13

We have an app that the Python module will write data to redis shards and the Java module will read data from redis shards, so I need to implement the exact same consistent hashing algorithm for Java and Python to make sure the data can be found.

I googled around and tried several implementations, but found the Java and Python implementations are always different, can't be used togather. Need your help.

Edit, online implementations I have tried:
Java: http://weblogs.java.net/blog/tomwhite/archive/2007/11/consistent_hash.html
Python: http://techspot.zzzeek.org/2012/07/07/the-absolutely-simplest-consistent-hashing-example/
http://amix.dk/blog/post/19367

Edit, attached Java (Google Guava lib used) and Python code I wrote. Code are based on the above articles.

import java.util.Collection;
import java.util.SortedMap;
import java.util.TreeMap;
import com.google.common.hash.HashFunction;

public class ConsistentHash<T> {
    private final HashFunction hashFunction;
    private final int numberOfReplicas;
    private final SortedMap<Long, T> circle = new TreeMap<Long, T>();

    public ConsistentHash(HashFunction hashFunction, int numberOfReplicas,
            Collection<T> nodes) {
        this.hashFunction = hashFunction;
        this.numberOfReplicas = numberOfReplicas;

        for (T node : nodes) {
            add(node);
        }
    }

    public void add(T node) {
        for (int i = 0; i < numberOfReplicas; i++) {
            circle.put(hashFunction.hashString(node.toString() + i).asLong(),
                    node);
        }
    }

    public void remove(T node) {
        for (int i = 0; i < numberOfReplicas; i++) {
            circle.remove(hashFunction.hashString(node.toString() + i).asLong());
        }
    }

    public T get(Object key) {
        if (circle.isEmpty()) {
            return null;
        }
        long hash = hashFunction.hashString(key.toString()).asLong();
        if (!circle.containsKey(hash)) {
            SortedMap<Long, T> tailMap = circle.tailMap(hash);
            hash = tailMap.isEmpty() ? circle.firstKey() : tailMap.firstKey();
        }
        return circle.get(hash);
    }
}

Test code:

        ArrayList<String> al = new ArrayList<String>(); 
        al.add("redis1");
        al.add("redis2");
        al.add("redis3");
        al.add("redis4");

        String[] userIds = 
        {"-84942321036308",
        "-76029520310209",
        "-68343931116147",
        "-54921760962352"
        };
        HashFunction hf = Hashing.md5();

        ConsistentHash<String> consistentHash = new ConsistentHash<String>(hf, 100, al); 
        for (String userId : userIds) {
            System.out.println(consistentHash.get(userId));
        }

Python code:

import bisect
import md5

class ConsistentHashRing(object):
    """Implement a consistent hashing ring."""

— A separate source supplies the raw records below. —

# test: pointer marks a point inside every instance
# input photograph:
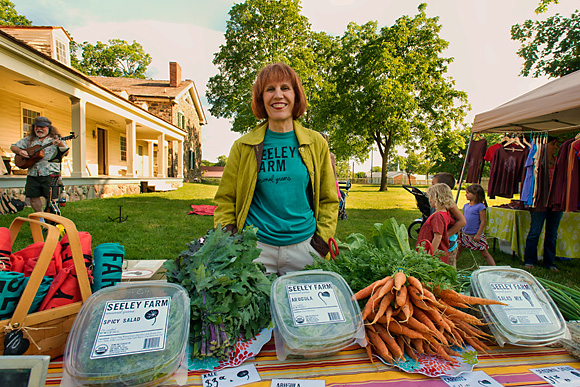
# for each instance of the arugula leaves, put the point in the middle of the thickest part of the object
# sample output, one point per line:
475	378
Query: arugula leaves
230	294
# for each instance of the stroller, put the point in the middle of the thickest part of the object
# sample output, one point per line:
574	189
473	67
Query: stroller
423	206
344	187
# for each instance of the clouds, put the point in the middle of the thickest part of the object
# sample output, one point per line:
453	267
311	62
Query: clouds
189	32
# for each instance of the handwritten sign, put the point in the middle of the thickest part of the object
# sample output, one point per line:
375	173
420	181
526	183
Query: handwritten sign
296	383
471	379
559	375
231	377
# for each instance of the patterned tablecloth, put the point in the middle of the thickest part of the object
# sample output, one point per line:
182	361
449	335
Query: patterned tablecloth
508	365
514	225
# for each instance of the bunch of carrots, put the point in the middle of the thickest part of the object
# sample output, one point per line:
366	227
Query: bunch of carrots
403	316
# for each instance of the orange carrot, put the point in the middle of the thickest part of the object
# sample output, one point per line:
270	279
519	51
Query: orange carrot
379	346
416	283
410	352
384	304
401	329
418	345
400	279
390	342
407	310
369	306
386	287
416	325
401	296
369	290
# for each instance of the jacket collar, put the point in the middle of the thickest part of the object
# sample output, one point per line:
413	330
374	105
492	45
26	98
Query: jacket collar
256	136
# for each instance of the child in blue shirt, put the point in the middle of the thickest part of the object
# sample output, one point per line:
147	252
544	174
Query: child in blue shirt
471	235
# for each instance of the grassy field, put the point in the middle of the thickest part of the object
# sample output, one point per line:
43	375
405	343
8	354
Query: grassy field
158	225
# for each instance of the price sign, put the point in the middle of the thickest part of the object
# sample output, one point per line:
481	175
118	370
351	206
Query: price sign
231	377
559	375
471	379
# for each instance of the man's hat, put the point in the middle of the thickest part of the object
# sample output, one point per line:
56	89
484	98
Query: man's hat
41	121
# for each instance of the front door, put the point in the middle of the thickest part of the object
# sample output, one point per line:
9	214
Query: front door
102	150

    def __init__(self, replicas=100):
        """Create a new ConsistentHashRing.

        :param replicas: number of replicas.

        """
        self.replicas = replicas
        self._keys = []
        self._nodes = {}

    def _hash(self, key):
        """Given a string key, return a hash value."""

        return long(md5.md5(key).hexdigest(), 16)

    def _repl_iterator(self, nodename):
        """Given a node name, return an iterable of replica hashes."""

        return (self._hash("%s%s" % (nodename, i))
                for i in xrange(self.replicas))

    def __setitem__(self, nodename, node):
        """Add a node, given its name.

        The given nodename is hashed
        among the number of replicas.

        """
        for hash_ in self._repl_iterator(nodename):
            if hash_ in self._nodes:
                raise ValueError("Node name %r is "
                            "already present" % nodename)
            self._nodes[hash_] = node
            bisect.insort(self._keys, hash_)

    def __delitem__(self, nodename):
        """Remove a node, given its name."""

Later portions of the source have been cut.